Sleep Onset Insomnia - What to Do When You Just Can't Get to Sleep

Sleep onset insomnia occurs when a person wants to sleep but can't fall asleep. Sleep onset insomnia may be caused by jet lag, which usually resolves within 2 days to 2 weeks, or by a variety of other conditions. When the problem is jet lag, or delayed sleep phase disorder, the person can get to sleep, just not at the desired time. In sleep onset insomnia, sleep isn't made any easier just by changing bedtime.

This condition contrasts to sleep maintenance insomnia, when it's easy to fall asleep but hard to stay asleep. People who have sleep onset insomnia usually sleep through the night once they fall to sleep.

Causes of Sleep Onset Insomnia

By far the most common cause of sleep onset insomnia is anxiety. Worry about life events stalls sleep. As long as the worrisome life event is not insomnia itself, taking care of personal needs or treating anxiety will relieve sleep onset insomnia.

Sometimes the cause of chronic sleep onset insomnia is that the adrenal glands are out of sync with the body's normal cycles of sleep and wakefulness. It's ordinary and necessary for the adrenal glands to produce an unusually large amount of the stress hormone cortisol about sunrise. The surge in cortisol helps us wake up and stay awake all day. When the adrenal glands produce this surge of cortisol in the late evening, however, falling to sleep becomes difficult or impossible.

Why would the adrenal glands get out of sync with the daily rhythms of going to bed and getting up in the morning?

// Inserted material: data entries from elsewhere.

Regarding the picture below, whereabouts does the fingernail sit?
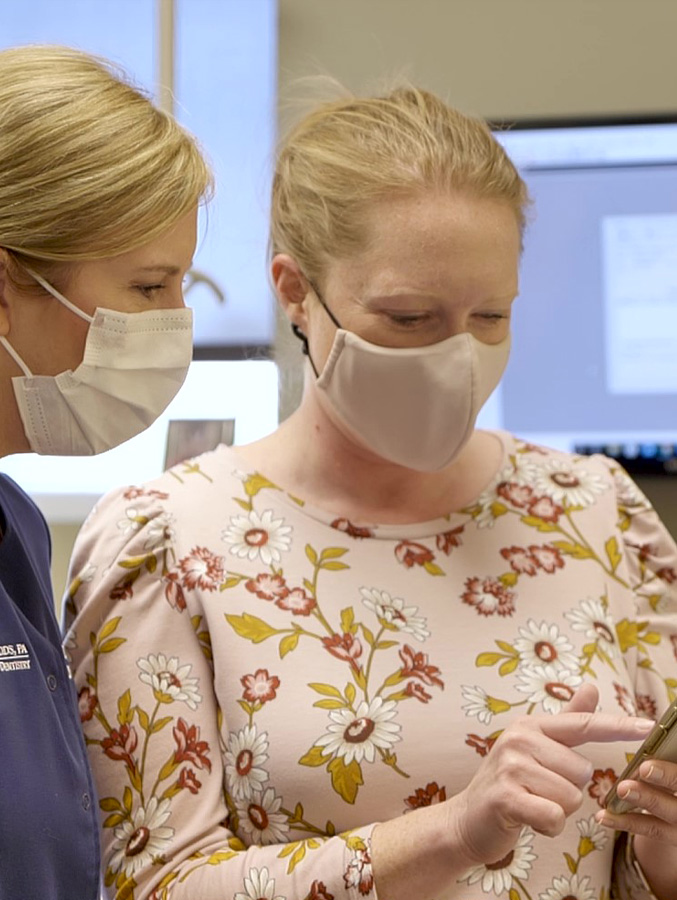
[595,810,614,828]
[618,788,639,803]
[642,763,665,784]
[636,719,656,732]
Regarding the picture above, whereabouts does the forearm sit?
[371,802,473,900]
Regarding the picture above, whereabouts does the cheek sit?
[302,312,337,372]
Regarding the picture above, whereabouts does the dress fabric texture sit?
[0,475,99,900]
[66,433,677,900]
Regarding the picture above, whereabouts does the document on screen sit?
[600,214,677,394]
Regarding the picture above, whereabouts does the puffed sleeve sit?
[65,488,376,900]
[610,463,677,900]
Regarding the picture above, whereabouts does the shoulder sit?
[0,474,49,538]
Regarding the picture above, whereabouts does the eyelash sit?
[136,284,165,300]
[389,313,510,328]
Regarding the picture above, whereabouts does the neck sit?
[239,389,502,524]
[0,356,30,457]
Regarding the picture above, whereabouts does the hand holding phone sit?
[604,700,677,814]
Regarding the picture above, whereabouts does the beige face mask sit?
[316,329,510,472]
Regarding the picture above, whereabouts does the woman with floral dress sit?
[66,88,677,900]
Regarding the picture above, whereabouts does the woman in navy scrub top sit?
[0,46,211,900]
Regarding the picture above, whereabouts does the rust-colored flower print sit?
[465,734,498,756]
[656,566,677,584]
[635,694,658,719]
[461,578,515,616]
[529,544,564,575]
[496,481,534,509]
[501,547,538,575]
[400,644,444,689]
[322,632,362,671]
[78,687,99,722]
[122,487,169,500]
[343,849,374,897]
[108,576,134,600]
[404,681,432,703]
[179,768,202,794]
[626,541,654,562]
[305,879,334,900]
[240,669,280,703]
[435,525,465,556]
[588,769,616,806]
[101,724,138,769]
[164,572,186,612]
[331,519,374,538]
[395,541,435,569]
[404,781,447,812]
[275,588,317,616]
[179,547,224,591]
[527,497,564,525]
[172,717,212,772]
[245,572,289,600]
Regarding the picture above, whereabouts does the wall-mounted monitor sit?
[480,115,677,474]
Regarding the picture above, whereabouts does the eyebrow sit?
[136,265,180,275]
[136,259,193,275]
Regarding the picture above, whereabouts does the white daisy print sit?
[233,868,285,900]
[515,666,583,714]
[576,813,609,856]
[360,587,430,641]
[532,458,609,507]
[221,509,292,566]
[235,788,289,844]
[136,653,202,709]
[514,619,578,672]
[538,874,597,900]
[118,506,148,536]
[461,684,510,725]
[564,597,616,656]
[225,725,268,800]
[109,797,174,878]
[459,828,536,894]
[315,697,401,765]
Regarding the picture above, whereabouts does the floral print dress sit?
[65,433,677,900]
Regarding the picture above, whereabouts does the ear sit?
[0,247,10,337]
[270,253,312,333]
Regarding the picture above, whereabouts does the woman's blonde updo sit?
[270,86,529,281]
[0,46,212,282]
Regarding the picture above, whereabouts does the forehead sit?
[327,191,521,294]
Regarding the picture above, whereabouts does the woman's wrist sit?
[371,798,476,900]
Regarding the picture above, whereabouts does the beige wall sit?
[53,0,677,594]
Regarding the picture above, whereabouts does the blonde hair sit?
[270,86,529,281]
[0,45,212,282]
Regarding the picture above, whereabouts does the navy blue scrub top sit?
[0,475,99,900]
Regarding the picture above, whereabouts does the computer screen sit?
[479,115,677,474]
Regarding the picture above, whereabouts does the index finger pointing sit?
[538,712,655,747]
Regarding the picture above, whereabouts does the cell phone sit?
[604,700,677,814]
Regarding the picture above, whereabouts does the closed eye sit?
[135,284,165,300]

The origins of sleep onset insomnia may start when people don't get sleep and don't make it up.

Take the example of a young person going to school and working two jobs, saving sleep time for the weekend. The first Monday night on this grueling schedule, this person may need eight hours of sleep but get four. The adrenal glands won't be ready to release a surge of adrenalin until about eight hours after sleep was to start, but by that time the person has already been up for four hours. She feels groggy in the morning but OK when her adrenalin kicks in, later in the morning.

Then if the same person gets only four hours of sleep Tuesday night, the adrenal glands may be activated even later Wednesday, in the early afternoon. By Friday night, the adrenal glands may be unloading their "morning" cortisol when it's actually time to sleep, making catch-up sleep very difficult.

What Can Be Done About Sleep-Onset Insomnia?

Doctors usually treat sleep-onset insomnia with hypnotic drugs such as zolpidem (Ambien) and zaleplon (Sonata). Many people who have sleep-onset insomnia may also benefit from over-the-counter melatonin, although it's critically important to take melatonin only about an hour before bedtime. Otherwise, sleepiness will come too soon and further disrupt daily sleep rhythms.

These drugs induce sleep and they clear from the bloodstream quickly enough that they don't cause daytime drowsiness, but they don't reset the adrenal clock. That's only possible by getting enough sleep every night. As long as someone "burns the midnight oil," it will be harder and harder to fall asleep each successive night because of sleep-onset insomnia.

Failure to get regular sleep can eventually lead to depression and "adrenal burnout," in which the adrenals respond to unusual wakefulness patterns so long that they simply stop producing cortisol, causing a condition of being tired all the time. The longer you deprive yourself of needed sleep, the more difficult it will be to recover.

Selected References:

Mills JN, Minors DS, Waterhouse JM. Adaptation to abrupt time shifts of the oscillator(s) controlling human circadian rhythms. Journal of Physiology. 1978;285:455-470.

Weitzman ED, Nogeire C, Perlow M. Effects of a prolonged 3 hour sleep wake cycle on sleep stages, plasma cortisol, growth hormone and body temperature in man. Journal of Clinical Endocrinology and Metabolism. 1974;38(6):1018-1030.